I remembered it a few months ago when I went to a head-hunting agency and I watched the secretary punching in my information. She was jumping from Word to Excel, back to Word, back to a different Excel file, etc… Very, very ineffiecient. I could not help having the feeling that she was actually taking on the role of a software program, that all the repetitive jumping from one file to another could have been analyzed as a business process (it is a business process after all), abstracted and implemented.
Back in the days when desktop computing ruled one way to implement this business process would have been by using OLE. You would have basically created a shrinkwrapped product (anyone remembers this one too?) that would have delegated thru OLE various tasks to products that did them best: Word would have taken care of CV editing , Excel would have taken care of managing the client information, Access would have managed the CV repository, etc… Your product would have concerned itself with the management of the tasks of a head-hunting agency.

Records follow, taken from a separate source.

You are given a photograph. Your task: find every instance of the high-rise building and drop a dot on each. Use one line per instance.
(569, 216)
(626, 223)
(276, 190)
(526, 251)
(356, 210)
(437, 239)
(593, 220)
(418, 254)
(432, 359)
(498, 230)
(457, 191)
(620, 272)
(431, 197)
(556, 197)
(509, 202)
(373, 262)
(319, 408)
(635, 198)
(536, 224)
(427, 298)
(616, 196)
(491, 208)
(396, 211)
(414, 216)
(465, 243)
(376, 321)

Your product would basically take different existing software products and put them together in a meaningful way, effectively implementing a business process. This approach would have been better than creating proprietary software for all the parties: the developer would not have had to be concerned with creating a good text editor and the customer would not have had to retrain its staff because they were already familiar with the various pieces that make up the product. If your product was well designed it could have been able to plug different products (let’s say different word processors) in your business process so that the secretary would continue to use WordPerfect instead of Word if she was proficient in it. Your software product would have been tailored to your customer and its business process.
Unfortunately, this type of desktop mashup never occured. More and more proprietary software was churned out at great costs for everybody involved. Small customers continued the mundane practice of copy and paste (in some cases to this day) while big customers shelled out big bucks for `solutions` which were sent to the recycle bin the moment the web revolution took place.
Hopefully, the current `mashup` mindset will put an end to developing huge elephants and make developers concentrate on processes rather than on infrastructure. Anyway, it is more fun.